Forward Rate Agreement (FRA)
An interest rate forward contract in which the rate to be paid or received on a specific obligation for a set period, beginning in the future, is set at contract initiation. FRAs are settled by net cash payments; that is, the difference between the rate agreed upon and the prevailing market rate at the time of settlement. The FRA buyer receives payment from the seller if the prevailing rate exceeds the rate agreed upon, and vice versa.
A Forward Rate Agreement (FRA) is an OTC rate derivative in which the buyer will pay or receive at maturity the difference between a fixed rate and a reference interest rate applied onto either a borrowing or lending (the notional is never exchanged), for a specific period of time. The contract will determine the rates to be used along with the termination date and notional value. FRAs are used to assist companies in managing their interest rates exposure.

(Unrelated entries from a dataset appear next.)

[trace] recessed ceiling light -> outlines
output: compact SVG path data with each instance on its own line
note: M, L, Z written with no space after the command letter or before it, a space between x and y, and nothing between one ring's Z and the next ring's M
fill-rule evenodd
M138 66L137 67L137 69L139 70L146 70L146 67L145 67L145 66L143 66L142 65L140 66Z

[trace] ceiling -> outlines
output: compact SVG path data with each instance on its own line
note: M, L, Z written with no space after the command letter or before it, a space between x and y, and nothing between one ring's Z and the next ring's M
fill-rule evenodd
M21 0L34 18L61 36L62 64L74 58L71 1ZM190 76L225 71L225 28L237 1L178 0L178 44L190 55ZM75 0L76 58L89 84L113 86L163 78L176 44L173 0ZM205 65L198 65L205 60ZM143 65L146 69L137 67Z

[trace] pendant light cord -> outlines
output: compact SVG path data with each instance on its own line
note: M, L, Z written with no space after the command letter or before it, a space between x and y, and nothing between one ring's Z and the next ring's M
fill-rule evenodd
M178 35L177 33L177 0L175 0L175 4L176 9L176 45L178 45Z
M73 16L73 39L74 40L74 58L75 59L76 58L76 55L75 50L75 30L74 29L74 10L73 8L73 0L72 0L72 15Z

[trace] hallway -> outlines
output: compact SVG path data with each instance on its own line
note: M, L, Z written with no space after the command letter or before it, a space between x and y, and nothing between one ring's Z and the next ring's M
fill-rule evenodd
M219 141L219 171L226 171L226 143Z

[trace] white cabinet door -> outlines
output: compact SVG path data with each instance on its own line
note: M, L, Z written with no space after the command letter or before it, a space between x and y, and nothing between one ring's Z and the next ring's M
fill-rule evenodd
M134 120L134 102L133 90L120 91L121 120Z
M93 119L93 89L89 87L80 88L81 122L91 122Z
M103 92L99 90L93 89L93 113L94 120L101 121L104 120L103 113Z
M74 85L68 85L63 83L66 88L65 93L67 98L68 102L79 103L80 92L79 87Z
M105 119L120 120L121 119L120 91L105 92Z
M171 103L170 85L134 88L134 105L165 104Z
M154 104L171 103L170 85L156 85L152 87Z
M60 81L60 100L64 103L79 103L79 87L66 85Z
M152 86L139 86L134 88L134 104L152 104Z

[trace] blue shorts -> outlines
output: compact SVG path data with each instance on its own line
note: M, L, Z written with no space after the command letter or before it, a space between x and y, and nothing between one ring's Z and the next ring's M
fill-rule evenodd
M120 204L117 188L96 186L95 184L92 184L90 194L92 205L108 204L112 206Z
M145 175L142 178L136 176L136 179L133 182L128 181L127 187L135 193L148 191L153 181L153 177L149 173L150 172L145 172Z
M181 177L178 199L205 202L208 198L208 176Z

In essence, it is the exchange between buyers that agree to a fixed rate and sellers that agree to floating rates (normally the LIBOR); the buyer wants to protect against rising interest rates but does not want to borrow the money today. Therefore, if the floating rate is higher than the fixed rate agreed at inception, the buyer receives the difference (accounting for the days in the contract) from the seller. The buyer then will enter into a loan contract and the money received from the contract will cover the higher cost of borrowing. If the floating rate is lower than the pre-agreed rate, the buyer will pay the difference to the seller but the cost of borrowing would be lower.